| A partir da esquerda Raffaello Frascati (PMDB), Rogério Frutuoso (PSL) e Walcir Joaquim (PSDB), formam a Comissão Processante |
Cambará
C.Roberto Francisquini
Causou estranheza a ausência do prefeito João Mattar Olivato (PSC) na oitiva marcada para a manhã desta quinta-feira (28) em que ele iria depor na Comissão Processante que investiga um suposto ato de improbidade administrativa no caso que ficou conhecido como Ministério da Pesca. A Comissão Processante esperava interrogar o prefeito para concluir as investigações que pode levar ao afastamento do alcaide cambaraense e de dois vereadores envolvidos no caso.

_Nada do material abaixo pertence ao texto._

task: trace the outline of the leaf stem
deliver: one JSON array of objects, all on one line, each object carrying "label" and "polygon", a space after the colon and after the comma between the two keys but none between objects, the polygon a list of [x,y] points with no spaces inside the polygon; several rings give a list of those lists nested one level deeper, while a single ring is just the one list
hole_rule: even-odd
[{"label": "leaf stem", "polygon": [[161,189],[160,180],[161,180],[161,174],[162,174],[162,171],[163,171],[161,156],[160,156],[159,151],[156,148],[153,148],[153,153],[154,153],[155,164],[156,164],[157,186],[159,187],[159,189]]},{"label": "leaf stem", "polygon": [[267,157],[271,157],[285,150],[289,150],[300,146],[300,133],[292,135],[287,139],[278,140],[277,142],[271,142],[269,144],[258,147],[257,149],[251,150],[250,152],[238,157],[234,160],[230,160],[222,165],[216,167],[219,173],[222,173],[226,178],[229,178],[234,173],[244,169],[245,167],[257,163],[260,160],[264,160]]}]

O prefeito, que de acordo com informações repassadas à CP, estaria em Curitiba, protocolou, através de um representante, um atestado médico em que afirma estar impossibilitado de prestar depoimentos pelos próximos sete dias, prazo que inviabilizaria a conclusão da CP.
Depois de analisar os fatos, a Comissão Processante, formada por Rogério Frutuoso (PSL), Raffaello Frascati (PMDB) e Walcir Joaquim (PSDB), decidiu indeferir o atestado e espera ouvir o prefeito nesta sexta-feira (29). Caso o prefeito ainda esteja em Curitiba, a CP espera interroga-lo via conferência. De acordo com o documento lido em plenário, a decisão foi tomada para que as investigações sejam concluídas a tempo de ser votada no dia 9 de maio, prazo final para a conclusão dos trabalhos.
| Vereador Marcio Albertini (PR) |
Os vereadores Renato Rodrigues (PTdoB) e Marcio Albertini (PR) prestaram depoimentos, se defenderam das acusações e garantiram que não causaram prejuízos ao erário público.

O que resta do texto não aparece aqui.